Peanut butter on protein bread topped with banana and jam is my all-time favourite! I enjoy it for breakfast or as pre-workout snack. It gives me power and energy boost to rock my workouts. Let’s say a few words about peanuts.
ABOUT PEANUTS
Firstly, peanuts are not nuts as I thought for a very long time. They are legumes and they originate from South America. They are related to soy, beans and lentils. Normally we eat it roasted or as peanut butter. They are very high in healthy fats (monounsaturated and polyunsaturated), a great source of plant-based protein and quite low in carbohydrates and rich in vitamins and minerals. As they are low in carbohydrates and high in protein, fat and fiber they have very low glycaemic index (GI), which tells us how quickly carbs enter into our bloodstream after a meal and determines how much they increase blood glucose levels. As they have a low GI, they won’t cause big sugar spikes in our blood.
PEANUT BUTTER AS PRE-WORKOUT SNACK
As our body uses carbohydrates and fats as primary fuel sources, it’s smart to combine peanut butter with some carbs. Peanuts provide the fat and protein and when doing come cardio workout combine it with a little bit more carbs like banana and bread which makes it best combo for your pre-workout snack. If doing strength focused training you can lower carb intake, so peanut butter with only banana or other fruit like apple or a small portion of oatmeal is a great option.

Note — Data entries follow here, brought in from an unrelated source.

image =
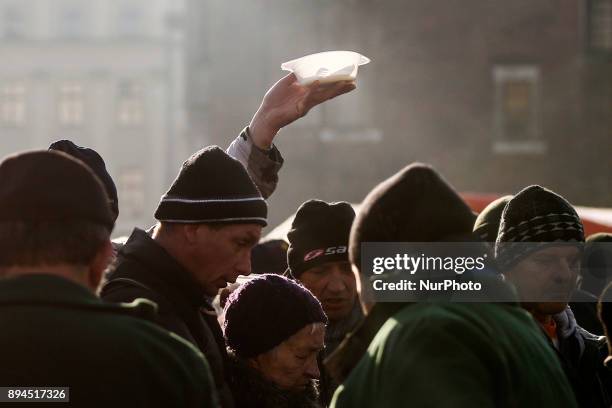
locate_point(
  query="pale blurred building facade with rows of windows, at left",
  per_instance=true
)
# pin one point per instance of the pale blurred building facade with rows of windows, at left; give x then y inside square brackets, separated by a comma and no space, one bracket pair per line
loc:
[105,74]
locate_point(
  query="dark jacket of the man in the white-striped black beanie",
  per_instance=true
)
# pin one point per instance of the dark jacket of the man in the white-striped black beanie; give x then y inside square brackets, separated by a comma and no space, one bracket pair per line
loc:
[144,269]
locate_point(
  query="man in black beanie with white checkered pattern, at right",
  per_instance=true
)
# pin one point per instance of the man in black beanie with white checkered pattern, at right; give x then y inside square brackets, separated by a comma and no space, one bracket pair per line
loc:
[539,250]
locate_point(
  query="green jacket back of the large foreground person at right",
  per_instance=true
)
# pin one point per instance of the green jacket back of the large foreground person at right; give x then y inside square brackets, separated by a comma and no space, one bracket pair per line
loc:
[457,355]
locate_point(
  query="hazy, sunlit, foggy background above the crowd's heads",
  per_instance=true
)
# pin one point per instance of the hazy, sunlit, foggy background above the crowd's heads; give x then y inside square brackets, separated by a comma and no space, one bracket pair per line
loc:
[495,94]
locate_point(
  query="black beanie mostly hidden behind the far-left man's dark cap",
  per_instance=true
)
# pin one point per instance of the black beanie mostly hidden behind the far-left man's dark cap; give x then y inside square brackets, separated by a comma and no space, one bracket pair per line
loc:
[95,162]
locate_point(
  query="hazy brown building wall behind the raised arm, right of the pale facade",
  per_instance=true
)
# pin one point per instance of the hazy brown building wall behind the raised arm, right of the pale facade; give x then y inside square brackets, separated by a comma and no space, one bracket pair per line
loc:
[495,94]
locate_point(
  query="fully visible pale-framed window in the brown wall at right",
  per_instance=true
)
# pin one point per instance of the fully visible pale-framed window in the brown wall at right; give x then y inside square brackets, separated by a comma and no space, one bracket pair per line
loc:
[517,109]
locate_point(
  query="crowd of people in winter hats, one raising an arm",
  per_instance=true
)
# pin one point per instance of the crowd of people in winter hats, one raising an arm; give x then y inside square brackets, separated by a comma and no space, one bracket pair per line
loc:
[160,320]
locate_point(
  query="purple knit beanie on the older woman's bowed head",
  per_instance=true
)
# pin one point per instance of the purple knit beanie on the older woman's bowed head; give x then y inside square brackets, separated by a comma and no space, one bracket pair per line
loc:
[265,311]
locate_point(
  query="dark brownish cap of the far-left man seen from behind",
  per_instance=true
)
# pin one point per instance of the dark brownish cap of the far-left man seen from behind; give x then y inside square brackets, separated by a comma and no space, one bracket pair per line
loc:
[50,186]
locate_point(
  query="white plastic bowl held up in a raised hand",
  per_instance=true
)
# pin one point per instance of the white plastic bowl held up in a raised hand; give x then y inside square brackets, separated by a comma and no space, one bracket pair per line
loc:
[330,66]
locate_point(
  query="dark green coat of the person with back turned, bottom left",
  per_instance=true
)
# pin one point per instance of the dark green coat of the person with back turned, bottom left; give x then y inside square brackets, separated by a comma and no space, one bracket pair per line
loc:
[54,332]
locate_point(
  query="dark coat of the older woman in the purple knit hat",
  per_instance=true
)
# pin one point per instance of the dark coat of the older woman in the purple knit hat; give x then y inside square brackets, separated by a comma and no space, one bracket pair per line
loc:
[252,390]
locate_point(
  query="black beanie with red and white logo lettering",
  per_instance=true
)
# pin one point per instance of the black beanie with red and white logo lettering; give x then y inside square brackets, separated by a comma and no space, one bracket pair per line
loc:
[319,234]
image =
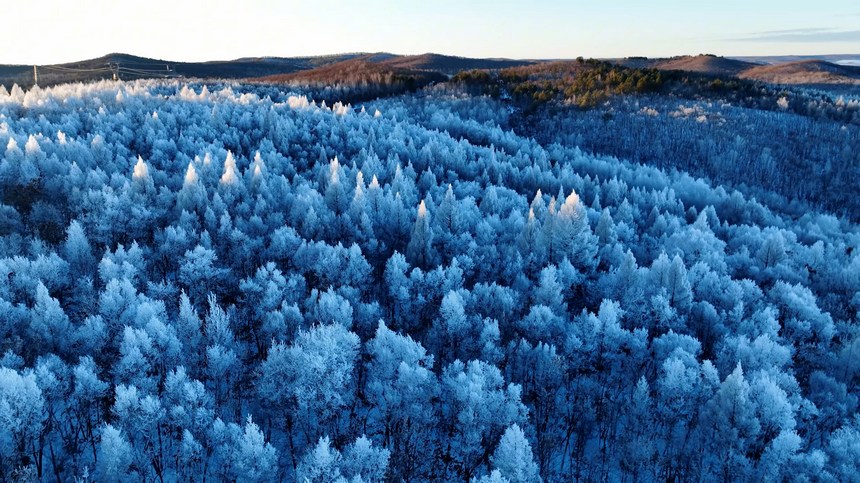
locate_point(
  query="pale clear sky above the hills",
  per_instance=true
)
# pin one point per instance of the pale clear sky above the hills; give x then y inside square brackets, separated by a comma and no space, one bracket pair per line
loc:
[61,31]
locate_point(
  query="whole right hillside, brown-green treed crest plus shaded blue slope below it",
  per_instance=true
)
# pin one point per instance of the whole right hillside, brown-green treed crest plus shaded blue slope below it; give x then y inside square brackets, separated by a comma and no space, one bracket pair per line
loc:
[639,113]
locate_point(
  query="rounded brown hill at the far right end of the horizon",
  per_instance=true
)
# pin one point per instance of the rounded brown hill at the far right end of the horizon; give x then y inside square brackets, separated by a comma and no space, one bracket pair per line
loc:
[805,72]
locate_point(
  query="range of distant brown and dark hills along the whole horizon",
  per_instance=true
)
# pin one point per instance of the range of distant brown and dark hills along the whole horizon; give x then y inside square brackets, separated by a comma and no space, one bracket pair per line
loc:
[416,70]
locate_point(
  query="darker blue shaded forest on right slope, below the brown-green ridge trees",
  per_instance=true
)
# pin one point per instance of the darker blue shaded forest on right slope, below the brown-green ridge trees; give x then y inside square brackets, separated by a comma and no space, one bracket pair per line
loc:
[810,158]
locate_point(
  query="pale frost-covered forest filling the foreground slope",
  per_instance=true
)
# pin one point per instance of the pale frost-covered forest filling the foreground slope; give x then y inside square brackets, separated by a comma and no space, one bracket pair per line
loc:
[233,283]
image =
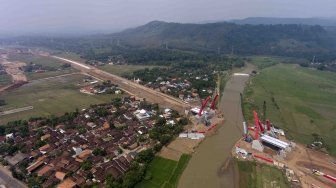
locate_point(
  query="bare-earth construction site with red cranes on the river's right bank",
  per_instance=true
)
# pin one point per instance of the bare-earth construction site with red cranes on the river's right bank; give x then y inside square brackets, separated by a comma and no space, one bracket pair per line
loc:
[304,167]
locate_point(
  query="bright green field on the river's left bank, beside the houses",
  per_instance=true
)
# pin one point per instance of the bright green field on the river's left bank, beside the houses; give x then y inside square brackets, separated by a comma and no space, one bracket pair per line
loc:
[164,173]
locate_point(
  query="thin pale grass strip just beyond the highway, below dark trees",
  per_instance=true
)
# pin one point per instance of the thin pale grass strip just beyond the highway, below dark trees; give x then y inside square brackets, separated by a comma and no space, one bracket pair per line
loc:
[124,69]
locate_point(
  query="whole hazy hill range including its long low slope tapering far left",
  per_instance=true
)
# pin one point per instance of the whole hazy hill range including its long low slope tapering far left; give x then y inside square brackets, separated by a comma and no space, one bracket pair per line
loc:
[283,40]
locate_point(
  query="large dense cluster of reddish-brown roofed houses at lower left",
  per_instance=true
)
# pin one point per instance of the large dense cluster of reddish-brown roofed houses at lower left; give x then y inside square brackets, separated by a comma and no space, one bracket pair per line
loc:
[84,149]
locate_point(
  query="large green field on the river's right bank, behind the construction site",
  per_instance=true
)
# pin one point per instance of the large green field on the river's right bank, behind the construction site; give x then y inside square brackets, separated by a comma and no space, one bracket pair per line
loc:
[302,101]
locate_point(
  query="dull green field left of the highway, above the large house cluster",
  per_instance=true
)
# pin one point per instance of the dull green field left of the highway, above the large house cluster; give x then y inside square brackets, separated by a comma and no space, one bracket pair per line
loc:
[52,96]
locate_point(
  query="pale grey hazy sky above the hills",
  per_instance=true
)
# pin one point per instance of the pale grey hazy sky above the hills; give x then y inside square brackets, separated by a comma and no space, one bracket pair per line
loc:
[45,16]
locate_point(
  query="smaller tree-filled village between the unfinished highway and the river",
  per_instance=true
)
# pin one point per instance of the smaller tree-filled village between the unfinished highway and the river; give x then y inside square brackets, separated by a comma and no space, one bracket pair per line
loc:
[186,83]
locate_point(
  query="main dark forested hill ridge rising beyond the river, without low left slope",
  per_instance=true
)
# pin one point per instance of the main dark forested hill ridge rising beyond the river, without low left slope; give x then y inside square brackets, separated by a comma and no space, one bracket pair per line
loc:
[291,40]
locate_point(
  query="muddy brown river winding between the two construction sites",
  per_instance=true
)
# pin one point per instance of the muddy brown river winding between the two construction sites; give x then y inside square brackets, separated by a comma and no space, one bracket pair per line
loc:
[210,165]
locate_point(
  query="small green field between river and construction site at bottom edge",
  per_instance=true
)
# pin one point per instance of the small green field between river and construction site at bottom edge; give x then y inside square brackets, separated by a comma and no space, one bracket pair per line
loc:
[255,175]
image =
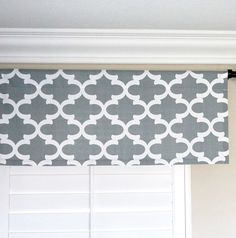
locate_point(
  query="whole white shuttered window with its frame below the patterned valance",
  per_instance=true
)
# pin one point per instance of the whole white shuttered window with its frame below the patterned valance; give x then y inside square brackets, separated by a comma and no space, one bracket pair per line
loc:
[94,202]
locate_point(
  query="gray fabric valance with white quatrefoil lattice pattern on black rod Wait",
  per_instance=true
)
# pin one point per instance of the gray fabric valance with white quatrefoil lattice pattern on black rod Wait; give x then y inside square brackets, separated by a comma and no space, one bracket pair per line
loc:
[107,117]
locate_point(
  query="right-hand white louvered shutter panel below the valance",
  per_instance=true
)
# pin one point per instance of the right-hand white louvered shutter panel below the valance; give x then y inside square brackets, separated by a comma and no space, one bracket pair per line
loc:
[131,202]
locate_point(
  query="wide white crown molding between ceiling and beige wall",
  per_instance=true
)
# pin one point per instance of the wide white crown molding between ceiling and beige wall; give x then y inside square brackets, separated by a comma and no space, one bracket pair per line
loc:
[114,46]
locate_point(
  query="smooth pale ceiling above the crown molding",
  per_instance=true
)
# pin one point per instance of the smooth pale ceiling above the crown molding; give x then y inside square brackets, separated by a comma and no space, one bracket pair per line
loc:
[139,14]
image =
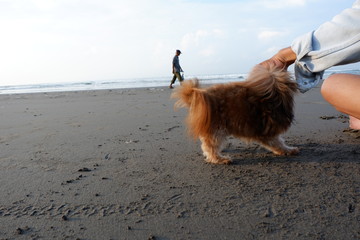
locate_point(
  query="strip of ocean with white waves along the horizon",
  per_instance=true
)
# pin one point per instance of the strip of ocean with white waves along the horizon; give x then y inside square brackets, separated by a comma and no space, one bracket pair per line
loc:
[132,83]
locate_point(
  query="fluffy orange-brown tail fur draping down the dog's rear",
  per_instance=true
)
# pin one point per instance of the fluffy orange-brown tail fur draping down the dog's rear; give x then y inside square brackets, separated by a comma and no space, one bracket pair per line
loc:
[196,99]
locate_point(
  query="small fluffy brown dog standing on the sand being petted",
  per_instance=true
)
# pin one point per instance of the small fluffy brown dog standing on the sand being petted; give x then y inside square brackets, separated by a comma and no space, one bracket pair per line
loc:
[258,109]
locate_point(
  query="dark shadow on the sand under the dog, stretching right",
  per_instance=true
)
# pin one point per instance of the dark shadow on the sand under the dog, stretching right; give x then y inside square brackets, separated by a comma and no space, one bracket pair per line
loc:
[309,153]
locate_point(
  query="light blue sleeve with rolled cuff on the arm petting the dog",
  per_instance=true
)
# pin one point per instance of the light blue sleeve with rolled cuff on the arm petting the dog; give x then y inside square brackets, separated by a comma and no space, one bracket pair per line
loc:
[336,42]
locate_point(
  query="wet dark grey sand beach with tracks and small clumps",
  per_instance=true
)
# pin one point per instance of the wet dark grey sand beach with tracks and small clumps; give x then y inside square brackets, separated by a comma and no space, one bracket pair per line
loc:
[118,164]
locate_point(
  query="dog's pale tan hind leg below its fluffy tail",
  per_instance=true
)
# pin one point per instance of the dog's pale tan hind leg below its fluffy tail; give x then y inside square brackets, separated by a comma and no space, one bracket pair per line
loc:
[211,149]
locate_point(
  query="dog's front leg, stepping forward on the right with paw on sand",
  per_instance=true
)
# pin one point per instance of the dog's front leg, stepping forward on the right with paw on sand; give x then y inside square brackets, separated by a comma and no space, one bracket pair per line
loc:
[278,146]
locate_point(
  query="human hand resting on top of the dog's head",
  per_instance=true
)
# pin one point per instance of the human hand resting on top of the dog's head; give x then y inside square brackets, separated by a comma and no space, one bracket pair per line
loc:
[282,60]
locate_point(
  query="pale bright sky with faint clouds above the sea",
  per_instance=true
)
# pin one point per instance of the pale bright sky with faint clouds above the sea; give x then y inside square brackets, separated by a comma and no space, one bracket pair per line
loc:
[45,41]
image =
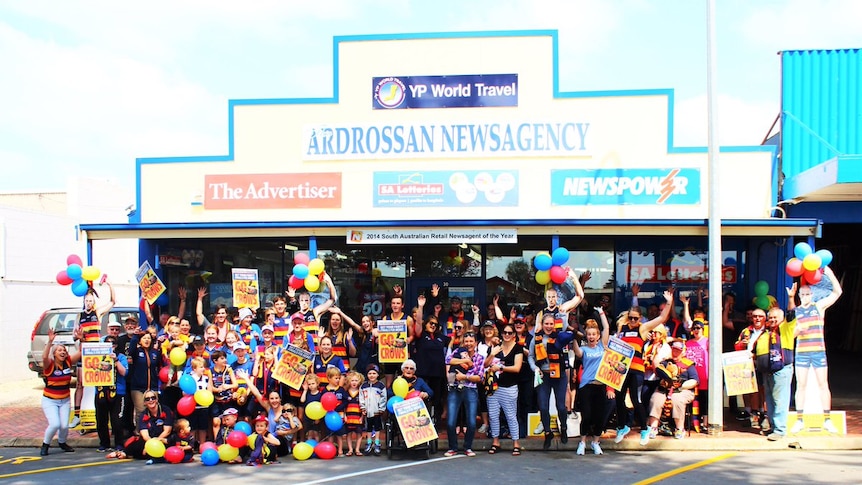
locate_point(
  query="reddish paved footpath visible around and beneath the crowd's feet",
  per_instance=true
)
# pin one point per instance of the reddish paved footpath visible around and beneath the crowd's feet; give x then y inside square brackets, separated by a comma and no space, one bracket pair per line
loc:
[22,424]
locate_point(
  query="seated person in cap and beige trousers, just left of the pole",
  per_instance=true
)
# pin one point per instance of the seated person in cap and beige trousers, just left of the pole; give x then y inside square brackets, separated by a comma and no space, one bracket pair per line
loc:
[677,386]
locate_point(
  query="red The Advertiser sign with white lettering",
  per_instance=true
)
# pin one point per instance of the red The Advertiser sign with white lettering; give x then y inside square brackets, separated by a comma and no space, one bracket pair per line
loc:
[273,191]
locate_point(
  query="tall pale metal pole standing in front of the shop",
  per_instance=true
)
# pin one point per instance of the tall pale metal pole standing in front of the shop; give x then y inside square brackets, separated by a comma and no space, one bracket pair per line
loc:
[716,394]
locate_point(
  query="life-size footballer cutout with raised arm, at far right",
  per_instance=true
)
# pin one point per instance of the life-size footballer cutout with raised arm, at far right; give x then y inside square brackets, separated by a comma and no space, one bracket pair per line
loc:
[811,349]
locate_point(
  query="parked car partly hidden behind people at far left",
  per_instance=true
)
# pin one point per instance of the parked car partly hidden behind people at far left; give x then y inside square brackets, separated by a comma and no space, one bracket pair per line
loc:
[63,321]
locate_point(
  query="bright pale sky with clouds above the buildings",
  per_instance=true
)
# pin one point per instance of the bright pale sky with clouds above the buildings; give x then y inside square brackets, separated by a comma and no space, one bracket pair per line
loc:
[86,87]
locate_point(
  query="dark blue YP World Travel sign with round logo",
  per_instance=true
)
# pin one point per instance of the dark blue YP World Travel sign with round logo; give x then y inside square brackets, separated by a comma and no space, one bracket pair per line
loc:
[462,91]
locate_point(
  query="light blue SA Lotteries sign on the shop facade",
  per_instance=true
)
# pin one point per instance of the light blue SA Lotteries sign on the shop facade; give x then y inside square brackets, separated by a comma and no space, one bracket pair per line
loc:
[465,188]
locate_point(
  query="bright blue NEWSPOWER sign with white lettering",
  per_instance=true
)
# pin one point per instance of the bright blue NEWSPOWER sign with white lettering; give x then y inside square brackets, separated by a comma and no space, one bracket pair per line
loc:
[659,186]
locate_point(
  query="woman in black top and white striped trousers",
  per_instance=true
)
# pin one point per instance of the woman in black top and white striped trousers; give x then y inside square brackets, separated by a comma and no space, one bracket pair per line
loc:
[506,359]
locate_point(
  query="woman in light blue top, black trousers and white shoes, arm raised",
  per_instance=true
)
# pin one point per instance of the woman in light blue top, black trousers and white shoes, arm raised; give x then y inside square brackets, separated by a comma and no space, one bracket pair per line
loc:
[593,396]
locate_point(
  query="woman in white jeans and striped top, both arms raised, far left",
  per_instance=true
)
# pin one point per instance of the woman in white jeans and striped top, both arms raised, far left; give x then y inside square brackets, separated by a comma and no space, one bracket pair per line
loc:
[57,368]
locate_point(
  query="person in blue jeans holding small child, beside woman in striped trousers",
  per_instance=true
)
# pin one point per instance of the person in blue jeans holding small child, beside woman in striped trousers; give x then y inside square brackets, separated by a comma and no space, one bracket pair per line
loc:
[466,394]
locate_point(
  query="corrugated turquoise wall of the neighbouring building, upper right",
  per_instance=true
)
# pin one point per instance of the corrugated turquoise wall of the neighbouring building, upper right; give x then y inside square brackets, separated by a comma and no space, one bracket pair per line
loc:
[821,106]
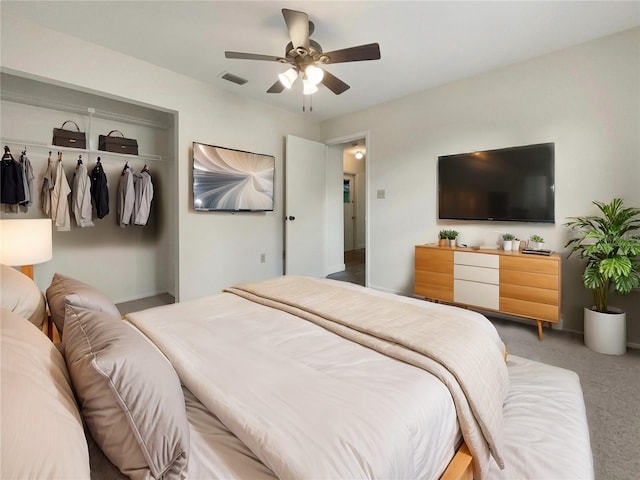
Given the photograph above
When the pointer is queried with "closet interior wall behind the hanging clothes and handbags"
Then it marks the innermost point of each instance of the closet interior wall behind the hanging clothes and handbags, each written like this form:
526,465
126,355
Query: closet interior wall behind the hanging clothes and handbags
125,263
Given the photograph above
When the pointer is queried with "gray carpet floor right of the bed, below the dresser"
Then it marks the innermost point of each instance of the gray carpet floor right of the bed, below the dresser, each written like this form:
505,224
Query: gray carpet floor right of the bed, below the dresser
611,388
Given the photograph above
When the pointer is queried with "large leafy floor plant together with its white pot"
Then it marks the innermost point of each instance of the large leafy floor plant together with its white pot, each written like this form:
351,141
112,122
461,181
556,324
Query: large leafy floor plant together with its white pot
606,242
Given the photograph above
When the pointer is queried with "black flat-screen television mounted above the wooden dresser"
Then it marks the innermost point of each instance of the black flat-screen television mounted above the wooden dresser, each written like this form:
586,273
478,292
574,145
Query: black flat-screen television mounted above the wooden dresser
508,184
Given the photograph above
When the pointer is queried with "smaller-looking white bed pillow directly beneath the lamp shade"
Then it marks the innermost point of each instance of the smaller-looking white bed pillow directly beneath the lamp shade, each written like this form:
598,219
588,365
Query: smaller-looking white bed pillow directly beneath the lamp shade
20,294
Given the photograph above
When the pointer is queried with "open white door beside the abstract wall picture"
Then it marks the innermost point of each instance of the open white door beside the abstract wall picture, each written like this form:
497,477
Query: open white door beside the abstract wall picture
305,219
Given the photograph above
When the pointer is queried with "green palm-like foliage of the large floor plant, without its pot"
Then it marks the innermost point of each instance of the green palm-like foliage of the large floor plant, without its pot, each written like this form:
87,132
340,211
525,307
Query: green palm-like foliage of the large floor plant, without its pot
611,250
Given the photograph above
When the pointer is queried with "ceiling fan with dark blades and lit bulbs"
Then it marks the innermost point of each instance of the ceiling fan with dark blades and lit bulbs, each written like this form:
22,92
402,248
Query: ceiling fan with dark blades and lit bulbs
307,58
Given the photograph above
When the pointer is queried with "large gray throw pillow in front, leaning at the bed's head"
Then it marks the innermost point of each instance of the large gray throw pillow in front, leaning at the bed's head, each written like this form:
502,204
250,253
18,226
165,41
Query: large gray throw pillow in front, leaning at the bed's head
129,395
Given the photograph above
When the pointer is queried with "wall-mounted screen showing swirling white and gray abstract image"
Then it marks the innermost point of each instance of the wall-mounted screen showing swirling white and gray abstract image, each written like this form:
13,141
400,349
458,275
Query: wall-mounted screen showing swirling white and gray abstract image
231,180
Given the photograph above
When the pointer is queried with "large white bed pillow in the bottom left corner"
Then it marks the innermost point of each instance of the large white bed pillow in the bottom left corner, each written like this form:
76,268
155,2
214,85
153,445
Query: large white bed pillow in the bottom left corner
42,433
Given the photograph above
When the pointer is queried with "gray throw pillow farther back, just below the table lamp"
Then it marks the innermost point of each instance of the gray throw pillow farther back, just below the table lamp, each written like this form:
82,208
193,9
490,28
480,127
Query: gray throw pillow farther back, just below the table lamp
83,296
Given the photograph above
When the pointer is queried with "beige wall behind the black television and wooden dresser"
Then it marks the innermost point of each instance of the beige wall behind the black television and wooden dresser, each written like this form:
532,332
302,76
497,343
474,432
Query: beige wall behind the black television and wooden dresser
586,99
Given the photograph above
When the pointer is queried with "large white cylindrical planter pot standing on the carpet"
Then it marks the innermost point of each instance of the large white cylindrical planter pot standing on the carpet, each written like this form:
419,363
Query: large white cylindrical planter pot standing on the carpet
605,332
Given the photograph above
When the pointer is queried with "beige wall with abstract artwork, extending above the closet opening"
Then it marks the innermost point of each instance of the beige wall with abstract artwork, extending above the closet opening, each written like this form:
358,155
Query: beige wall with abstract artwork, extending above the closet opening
209,251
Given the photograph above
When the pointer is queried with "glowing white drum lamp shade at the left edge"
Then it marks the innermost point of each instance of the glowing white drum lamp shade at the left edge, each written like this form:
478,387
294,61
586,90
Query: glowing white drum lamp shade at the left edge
25,241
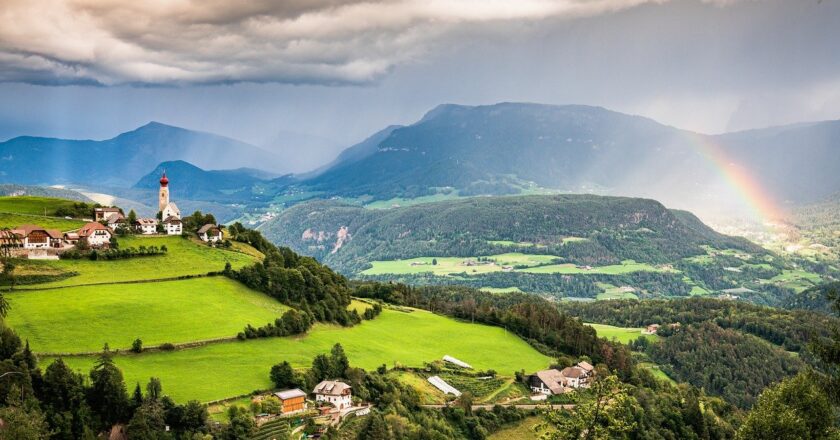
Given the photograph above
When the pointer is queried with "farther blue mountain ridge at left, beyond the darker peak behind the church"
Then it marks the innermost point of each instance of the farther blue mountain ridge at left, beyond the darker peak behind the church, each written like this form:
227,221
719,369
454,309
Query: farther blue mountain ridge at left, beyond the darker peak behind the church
124,159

Cardio training = peanut butter + bread + banana + jam
Strength training = peanut butter + banana
OTHER PEANUT HEALTH BENEFITS
As they are very high in protein and fiber they will keep you feeling full for longer and might promote weight loss, but of course this depends on your daily calorie intake. Peanuts also contain p-coumaric acid which is a substance that can help lowering the risk of cardiovascular and coronary heart disease. As they contain a big amount of E-vitamins they can lower risk of developing cancer and protects against Alzheimer’s disease and other Neurodegenerative Diseases. Other health benefits of peanuts are being diabetic-friendly, promoting strong bones, healthy skin and might improve vision.
QUICK ADVICE
When choosing peanut products like peanut butters go for the one with minimal ingredients, ideally just peanuts. If possible, go for organic one with no added sugars, oils (especially palm oils) and very important EAT IT IN MODERATION! No matter how rich in nutrients it is, excess of it might have a negative benefit for our health and can even be fattening. So, 2 tablespoons per day is just perfect to go for.